Intellectual Property Issues in the Healthcare Context: Are Patient Lists Trade Secrets?
By Don A. Hernandez and Cynthia M. Reed 1 of Hernandez Schaedel & Olson, LLP, Pasadena, CA

AuthorAuthorHealthcare is provided by medical professionals, often for humanitarian goals. Yet, healthcare is simultaneously an industry grappling with the same concerns of any business, including protection of valuable intellectual property as physicians enter and leave practices in advance of their own careers. 2 This article addresses the issue of whether “patient lists” can be protected as “trade secrets,” and, if so, who owns them. The issue arises most often when a departing physician leaves a practice and takes with her or him the patient list, most commonly for competition purposes. Although jurisdictions differ in their answers, there is both precedent and a sound analytical framework for protecting patient lists as trade secrets of the medical group or employer. 3

I. Federal and State Courts Have Held That Patient Lists are Trade Secrets

The National Conference of Commissioners on Uniform State Laws adopted the Uniform Trade Secrets Act (“UTSA”), 14 U.L.A. 541 (1980), at a conference in 1979 as a model for a uniform body of state trade secret law. The UTSA defines “trade secret” as:

information, including a formula, pattern, compilation, program device, method, technique, or process, that: (i) derives independent economic value, actual or potential, from no being generally known to, and not being readily ascertainable by proper means by, other persons who can obtain economic value from its disclosure or use, and (ii) is the subject of efforts that are reasonable under the circumstances to maintain its secrecy.

The UTSA also defines key terms such as misappropriation and provides for remedies.
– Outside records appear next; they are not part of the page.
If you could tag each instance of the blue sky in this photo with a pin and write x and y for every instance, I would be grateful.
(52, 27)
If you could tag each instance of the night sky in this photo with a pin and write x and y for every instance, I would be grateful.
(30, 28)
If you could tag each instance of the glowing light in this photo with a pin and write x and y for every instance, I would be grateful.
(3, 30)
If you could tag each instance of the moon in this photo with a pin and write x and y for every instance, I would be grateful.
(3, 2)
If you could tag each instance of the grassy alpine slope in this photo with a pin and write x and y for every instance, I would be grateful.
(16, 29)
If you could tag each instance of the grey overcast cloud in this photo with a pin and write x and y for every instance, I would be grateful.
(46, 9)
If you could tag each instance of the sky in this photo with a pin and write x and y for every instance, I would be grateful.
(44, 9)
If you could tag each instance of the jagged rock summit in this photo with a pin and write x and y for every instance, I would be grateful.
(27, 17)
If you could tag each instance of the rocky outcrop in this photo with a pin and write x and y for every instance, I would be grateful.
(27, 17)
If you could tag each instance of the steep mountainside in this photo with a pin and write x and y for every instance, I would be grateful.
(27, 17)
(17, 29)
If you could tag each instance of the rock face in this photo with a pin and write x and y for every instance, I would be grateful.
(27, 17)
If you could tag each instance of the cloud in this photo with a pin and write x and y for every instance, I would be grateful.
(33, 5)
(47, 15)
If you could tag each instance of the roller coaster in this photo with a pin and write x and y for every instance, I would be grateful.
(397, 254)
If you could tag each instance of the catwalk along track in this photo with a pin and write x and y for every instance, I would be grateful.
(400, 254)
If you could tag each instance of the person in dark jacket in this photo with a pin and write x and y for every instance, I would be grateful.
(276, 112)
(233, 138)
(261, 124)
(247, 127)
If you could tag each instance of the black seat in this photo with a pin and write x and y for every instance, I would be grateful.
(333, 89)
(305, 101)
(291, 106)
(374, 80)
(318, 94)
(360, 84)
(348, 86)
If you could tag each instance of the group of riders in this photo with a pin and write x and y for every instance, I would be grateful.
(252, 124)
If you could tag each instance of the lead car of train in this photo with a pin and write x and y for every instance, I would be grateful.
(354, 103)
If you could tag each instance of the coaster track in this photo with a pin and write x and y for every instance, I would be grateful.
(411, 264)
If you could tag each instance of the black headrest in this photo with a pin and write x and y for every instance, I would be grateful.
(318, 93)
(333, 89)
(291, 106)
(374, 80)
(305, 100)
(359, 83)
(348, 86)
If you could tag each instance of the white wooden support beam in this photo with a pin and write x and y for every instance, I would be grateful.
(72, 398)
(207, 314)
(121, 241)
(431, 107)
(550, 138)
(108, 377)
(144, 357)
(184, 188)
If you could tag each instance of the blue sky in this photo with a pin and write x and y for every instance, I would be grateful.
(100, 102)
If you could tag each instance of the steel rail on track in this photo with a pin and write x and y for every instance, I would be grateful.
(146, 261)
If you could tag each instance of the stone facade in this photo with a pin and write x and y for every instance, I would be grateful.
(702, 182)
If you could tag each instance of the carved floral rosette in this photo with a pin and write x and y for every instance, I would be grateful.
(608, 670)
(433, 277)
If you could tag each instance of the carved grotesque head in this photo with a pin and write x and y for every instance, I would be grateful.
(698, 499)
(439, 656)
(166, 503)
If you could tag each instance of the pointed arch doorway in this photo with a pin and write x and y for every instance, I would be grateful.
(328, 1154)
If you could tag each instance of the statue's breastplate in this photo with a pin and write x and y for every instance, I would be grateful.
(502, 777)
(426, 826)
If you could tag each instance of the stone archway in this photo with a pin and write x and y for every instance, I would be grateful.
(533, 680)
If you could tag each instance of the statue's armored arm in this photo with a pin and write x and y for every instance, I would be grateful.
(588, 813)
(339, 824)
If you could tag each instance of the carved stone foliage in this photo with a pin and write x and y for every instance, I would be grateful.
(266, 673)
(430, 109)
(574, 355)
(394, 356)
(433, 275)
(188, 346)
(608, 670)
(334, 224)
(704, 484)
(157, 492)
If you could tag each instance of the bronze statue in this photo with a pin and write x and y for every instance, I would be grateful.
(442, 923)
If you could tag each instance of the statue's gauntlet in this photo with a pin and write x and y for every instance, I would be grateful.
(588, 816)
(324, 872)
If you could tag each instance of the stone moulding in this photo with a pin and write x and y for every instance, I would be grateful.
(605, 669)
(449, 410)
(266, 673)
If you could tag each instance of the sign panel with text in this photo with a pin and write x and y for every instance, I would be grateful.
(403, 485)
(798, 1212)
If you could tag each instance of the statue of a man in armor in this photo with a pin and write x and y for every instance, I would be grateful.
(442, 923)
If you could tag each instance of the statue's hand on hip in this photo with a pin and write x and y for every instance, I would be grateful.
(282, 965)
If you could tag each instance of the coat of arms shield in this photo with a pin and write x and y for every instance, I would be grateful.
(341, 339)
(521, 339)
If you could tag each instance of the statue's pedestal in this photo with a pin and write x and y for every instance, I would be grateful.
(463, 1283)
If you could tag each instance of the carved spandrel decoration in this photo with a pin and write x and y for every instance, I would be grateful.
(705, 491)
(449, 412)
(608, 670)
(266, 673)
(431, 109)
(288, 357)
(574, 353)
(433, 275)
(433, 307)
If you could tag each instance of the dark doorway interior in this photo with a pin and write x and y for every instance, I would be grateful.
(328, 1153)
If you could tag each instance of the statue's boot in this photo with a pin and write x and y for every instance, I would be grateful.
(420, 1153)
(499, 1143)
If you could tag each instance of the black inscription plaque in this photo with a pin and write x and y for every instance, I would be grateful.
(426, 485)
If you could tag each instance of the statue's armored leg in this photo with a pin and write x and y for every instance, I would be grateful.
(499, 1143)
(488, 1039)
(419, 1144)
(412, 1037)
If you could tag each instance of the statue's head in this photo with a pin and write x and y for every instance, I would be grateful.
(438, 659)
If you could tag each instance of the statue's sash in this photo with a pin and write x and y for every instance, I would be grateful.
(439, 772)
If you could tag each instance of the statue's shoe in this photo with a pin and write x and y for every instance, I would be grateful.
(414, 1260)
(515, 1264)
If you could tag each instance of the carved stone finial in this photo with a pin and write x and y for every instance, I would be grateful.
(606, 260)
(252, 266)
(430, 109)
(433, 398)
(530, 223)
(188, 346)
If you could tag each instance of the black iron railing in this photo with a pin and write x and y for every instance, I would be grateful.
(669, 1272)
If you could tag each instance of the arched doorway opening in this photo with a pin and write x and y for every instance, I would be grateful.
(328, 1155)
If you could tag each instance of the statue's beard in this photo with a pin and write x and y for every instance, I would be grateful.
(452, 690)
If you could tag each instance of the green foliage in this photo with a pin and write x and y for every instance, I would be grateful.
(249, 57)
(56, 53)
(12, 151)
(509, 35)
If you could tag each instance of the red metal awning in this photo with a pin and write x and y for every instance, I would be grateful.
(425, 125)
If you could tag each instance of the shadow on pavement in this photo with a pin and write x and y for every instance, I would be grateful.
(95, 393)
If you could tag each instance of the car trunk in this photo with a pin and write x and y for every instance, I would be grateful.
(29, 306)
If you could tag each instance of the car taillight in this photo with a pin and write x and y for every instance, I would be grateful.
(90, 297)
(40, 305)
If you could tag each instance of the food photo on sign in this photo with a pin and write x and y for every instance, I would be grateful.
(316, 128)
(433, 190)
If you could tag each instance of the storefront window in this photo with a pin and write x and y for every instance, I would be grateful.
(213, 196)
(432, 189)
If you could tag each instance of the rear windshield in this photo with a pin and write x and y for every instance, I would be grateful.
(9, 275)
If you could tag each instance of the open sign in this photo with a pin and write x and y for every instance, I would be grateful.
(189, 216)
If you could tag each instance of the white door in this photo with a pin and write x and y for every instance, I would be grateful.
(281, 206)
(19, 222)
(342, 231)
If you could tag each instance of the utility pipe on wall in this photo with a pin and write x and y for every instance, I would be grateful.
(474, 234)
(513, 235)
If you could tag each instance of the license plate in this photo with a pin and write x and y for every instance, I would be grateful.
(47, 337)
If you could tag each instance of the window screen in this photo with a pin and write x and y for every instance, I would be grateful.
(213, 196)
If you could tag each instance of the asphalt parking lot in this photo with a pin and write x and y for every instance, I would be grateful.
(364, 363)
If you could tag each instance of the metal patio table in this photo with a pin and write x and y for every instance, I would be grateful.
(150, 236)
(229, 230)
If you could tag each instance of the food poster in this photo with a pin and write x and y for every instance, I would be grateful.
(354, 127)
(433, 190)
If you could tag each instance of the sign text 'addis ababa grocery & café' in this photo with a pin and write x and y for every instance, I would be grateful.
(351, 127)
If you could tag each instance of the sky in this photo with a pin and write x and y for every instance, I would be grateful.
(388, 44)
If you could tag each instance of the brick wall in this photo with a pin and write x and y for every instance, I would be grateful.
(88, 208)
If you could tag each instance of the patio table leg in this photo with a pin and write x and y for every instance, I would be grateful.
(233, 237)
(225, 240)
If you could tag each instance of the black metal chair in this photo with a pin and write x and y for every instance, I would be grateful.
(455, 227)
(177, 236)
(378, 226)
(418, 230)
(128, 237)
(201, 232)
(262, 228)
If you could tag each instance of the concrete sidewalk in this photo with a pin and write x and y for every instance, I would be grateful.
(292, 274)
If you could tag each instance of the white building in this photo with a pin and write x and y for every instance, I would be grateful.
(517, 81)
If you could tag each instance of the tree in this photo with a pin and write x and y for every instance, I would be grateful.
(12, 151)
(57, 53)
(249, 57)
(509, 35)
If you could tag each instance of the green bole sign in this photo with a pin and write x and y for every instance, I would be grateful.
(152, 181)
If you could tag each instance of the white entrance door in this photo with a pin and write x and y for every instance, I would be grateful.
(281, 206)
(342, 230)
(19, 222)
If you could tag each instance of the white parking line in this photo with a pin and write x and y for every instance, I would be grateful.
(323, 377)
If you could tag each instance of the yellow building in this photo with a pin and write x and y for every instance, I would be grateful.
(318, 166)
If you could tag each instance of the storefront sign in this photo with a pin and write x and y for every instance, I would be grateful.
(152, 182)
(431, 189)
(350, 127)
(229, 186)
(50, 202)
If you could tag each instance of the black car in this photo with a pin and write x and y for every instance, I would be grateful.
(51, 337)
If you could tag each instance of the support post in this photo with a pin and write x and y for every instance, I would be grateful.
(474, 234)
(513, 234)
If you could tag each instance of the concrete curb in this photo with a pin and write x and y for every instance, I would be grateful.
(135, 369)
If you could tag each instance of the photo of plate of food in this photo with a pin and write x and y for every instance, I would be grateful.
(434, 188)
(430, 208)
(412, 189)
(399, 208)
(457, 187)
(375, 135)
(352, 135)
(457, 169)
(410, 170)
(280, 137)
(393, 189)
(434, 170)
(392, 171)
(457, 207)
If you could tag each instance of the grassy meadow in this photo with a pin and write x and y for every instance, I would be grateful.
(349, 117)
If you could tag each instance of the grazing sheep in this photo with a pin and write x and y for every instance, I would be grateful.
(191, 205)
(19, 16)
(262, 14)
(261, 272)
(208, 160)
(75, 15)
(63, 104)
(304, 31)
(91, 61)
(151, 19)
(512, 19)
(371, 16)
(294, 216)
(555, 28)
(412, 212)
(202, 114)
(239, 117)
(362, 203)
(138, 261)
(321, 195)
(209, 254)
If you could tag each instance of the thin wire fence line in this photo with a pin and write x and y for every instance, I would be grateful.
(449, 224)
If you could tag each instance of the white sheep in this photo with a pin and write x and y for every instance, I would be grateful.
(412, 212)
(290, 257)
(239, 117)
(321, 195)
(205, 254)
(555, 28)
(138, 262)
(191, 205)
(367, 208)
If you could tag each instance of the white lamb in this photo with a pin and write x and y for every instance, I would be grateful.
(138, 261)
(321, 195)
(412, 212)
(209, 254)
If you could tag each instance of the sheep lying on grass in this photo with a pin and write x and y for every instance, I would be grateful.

Since its adoption, forty-three states and the District of Columbia have adopted statutes modeled on the UTSA. 4

Patient lists are natural candidates for protection as trade secrets: they consist of patient data that are not readily ascertainable to the outside world; 5 they derive economic value to the medical practices by containing valuable contact information; and all practices take great care to protect them. In almost all cases, such lists may be accessible only to a select number of employees and also password protected for computer access.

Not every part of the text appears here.